For the past eight and a half months I have spent many nights at the South Lake Union Whole Foods in Seattle, WA. In addition to my full-time job at a long-term recovery support community, I also work part-time with Instacart shopping for and bagging groceries. At this Whole Foods they have set aside a small alcove between the elevators, extra carts, and restrooms for us to use as a check-out and staging area. The space can fit about two people with carts, maybe three at the most, but a lot of the time I am alone during my scheduled hours. My last shift with Instacart at Whole Foods is coming up next week. Since Amazon now owns Whole Foods (and I guess technically has since 2017), Whole Foods no longer needs their third party contract with Instacart for its online grocery shopping and delivery services, and will instead use AmazonFresh. As I finish my remaining scheduled hours my mind ruminates on different aspects of the job—reading book after book when orders were slow, talking with the butchers, and catching the late bus home, but what occupies my thoughts the most are: the restrooms.
This Whole Foods is located at the bottom of Denny Hill close to Amazon, Facebook, Edward Jones, and other big name companies. The store attracts many working in these nearby offices as well as post-downward dog yogis searching for the always out-of-stock oat milk and various tourists who have wandered just a touch too far from the Space Needle. It also attracts some of the individuals experiencing homelessness sleeping on the streets of Seattle, those carrying most of their possessions on their backs, and those who access services at the nonprofit organization I work for full-time. Whole Foods is one of the only buildings in the area accessible to the general public that has a restroom. However, I wouldn’t call them public restrooms because there is a keypad lock on the doors and the code changes every Monday. The code can be found at the bottom of each receipt printed in the store and is supposed to enforce that the restrooms are for customers (and particularly those who have already paid for something).

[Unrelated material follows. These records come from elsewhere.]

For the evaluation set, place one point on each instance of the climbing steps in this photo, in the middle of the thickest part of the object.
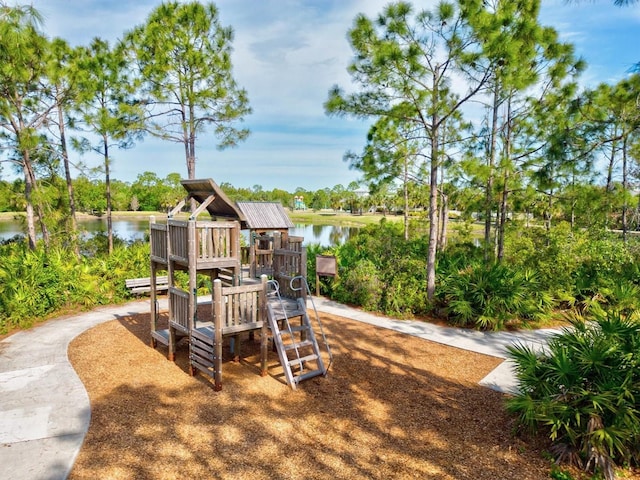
(294, 340)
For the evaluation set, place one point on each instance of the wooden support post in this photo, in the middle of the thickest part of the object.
(235, 347)
(217, 334)
(172, 344)
(264, 341)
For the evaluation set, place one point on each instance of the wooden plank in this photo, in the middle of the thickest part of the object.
(244, 327)
(204, 369)
(161, 335)
(205, 354)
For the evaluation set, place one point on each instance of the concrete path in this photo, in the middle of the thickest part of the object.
(45, 410)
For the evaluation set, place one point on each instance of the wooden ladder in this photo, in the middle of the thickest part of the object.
(296, 344)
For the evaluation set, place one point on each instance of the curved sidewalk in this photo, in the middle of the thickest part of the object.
(45, 411)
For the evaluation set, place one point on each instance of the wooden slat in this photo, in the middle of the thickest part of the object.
(244, 327)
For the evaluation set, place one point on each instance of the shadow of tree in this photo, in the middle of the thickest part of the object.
(391, 407)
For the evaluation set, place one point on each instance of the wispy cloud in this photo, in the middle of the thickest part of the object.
(287, 54)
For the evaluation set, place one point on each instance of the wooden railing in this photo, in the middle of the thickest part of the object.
(241, 308)
(212, 241)
(179, 309)
(217, 240)
(288, 264)
(158, 240)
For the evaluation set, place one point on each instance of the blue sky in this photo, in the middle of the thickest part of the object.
(287, 54)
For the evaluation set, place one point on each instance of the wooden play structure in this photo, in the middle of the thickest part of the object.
(235, 303)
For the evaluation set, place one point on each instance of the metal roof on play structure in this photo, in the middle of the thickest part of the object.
(265, 215)
(252, 215)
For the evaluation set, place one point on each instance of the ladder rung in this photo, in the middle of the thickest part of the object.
(305, 343)
(308, 358)
(310, 374)
(296, 328)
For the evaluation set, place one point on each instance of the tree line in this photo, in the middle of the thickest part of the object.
(537, 135)
(169, 77)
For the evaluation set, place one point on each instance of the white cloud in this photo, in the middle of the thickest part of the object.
(287, 54)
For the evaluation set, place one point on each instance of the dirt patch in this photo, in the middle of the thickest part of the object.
(392, 406)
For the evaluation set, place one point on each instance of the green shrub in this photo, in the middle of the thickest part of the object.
(488, 297)
(35, 284)
(584, 392)
(360, 285)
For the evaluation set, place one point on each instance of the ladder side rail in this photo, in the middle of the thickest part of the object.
(303, 281)
(286, 363)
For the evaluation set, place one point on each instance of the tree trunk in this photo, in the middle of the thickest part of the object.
(28, 196)
(406, 199)
(490, 164)
(444, 221)
(505, 187)
(433, 194)
(67, 174)
(625, 187)
(107, 177)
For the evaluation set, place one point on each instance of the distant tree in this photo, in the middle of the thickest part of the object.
(106, 109)
(62, 77)
(24, 105)
(403, 63)
(183, 57)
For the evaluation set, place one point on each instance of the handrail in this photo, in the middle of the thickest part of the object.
(276, 286)
(303, 281)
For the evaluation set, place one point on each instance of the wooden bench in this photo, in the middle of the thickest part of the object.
(143, 285)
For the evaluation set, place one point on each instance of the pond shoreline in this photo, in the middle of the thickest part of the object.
(306, 217)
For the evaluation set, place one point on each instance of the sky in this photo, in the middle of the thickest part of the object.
(287, 55)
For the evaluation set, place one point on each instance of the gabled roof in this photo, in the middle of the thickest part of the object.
(251, 215)
(265, 215)
(221, 206)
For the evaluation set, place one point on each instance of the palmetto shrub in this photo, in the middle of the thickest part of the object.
(34, 284)
(487, 297)
(360, 285)
(583, 391)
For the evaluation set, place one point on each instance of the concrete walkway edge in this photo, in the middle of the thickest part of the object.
(45, 411)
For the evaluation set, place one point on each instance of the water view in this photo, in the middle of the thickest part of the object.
(136, 229)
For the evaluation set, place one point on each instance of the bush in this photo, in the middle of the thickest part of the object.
(488, 297)
(584, 392)
(35, 284)
(360, 285)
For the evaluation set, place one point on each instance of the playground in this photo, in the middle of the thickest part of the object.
(392, 406)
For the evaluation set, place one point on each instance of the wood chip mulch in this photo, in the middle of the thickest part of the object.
(391, 406)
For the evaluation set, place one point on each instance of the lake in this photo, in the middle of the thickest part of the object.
(136, 229)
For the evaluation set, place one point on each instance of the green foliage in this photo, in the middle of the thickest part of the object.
(35, 284)
(361, 285)
(487, 297)
(584, 391)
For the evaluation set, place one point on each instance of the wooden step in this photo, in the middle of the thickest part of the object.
(306, 375)
(305, 343)
(308, 358)
(294, 329)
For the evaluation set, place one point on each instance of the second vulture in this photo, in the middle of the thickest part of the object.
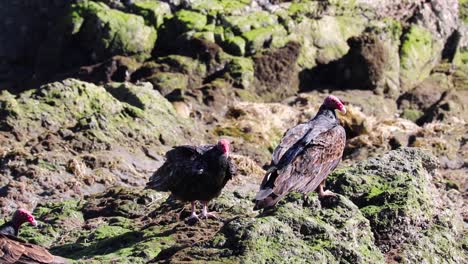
(305, 156)
(195, 173)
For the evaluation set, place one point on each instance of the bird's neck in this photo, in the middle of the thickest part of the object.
(10, 226)
(326, 113)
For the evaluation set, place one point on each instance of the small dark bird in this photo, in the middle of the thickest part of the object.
(15, 250)
(195, 173)
(305, 156)
(12, 227)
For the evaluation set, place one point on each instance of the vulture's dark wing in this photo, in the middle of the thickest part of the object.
(291, 136)
(181, 161)
(297, 138)
(13, 250)
(307, 170)
(231, 169)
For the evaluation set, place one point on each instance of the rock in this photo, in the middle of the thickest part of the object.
(72, 119)
(242, 123)
(276, 72)
(106, 32)
(186, 20)
(154, 12)
(391, 198)
(440, 17)
(418, 55)
(405, 210)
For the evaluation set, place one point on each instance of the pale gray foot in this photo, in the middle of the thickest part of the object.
(205, 214)
(322, 193)
(193, 216)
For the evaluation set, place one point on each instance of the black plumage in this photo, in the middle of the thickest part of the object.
(305, 156)
(195, 173)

The locked bathrooms were something I noticed almost immediately when I started working for Instacart at this Whole Foods. To me, it seemed like a militarization of public space intended to serve economic gain and keep “those people” out of the store and away from paying customers. In the beginning, I kept vigilant watch over how Whole Foods employees handled the people who did not have receipts and asked for the code. My questions were: from whom would they withhold that information, on what basis were they making the decision to withhold it, and what was the consistency from employee to employee. To their credit, I noticed they would give the code to pretty much anyone who asked. They didn’t enforce the “you can find the code at the bottom of your receipt” for everyone, so they did not enforce it for anyone. My question then became: why have a code at all?
In a city as “forward thinking” as Seattle, this is just one example of the more subtle exclusionary practices that still exist. Asking for a code to the bathroom might not seem like that big of a deal, especially since in this location there’s a really good chance you will be given that code without a question, but it is an indirect way of communicating there are those the bathroom is meant for and there are those who it is not. Even though this distinction is not enforced in practice, the underlying message still remains and is internalized by all.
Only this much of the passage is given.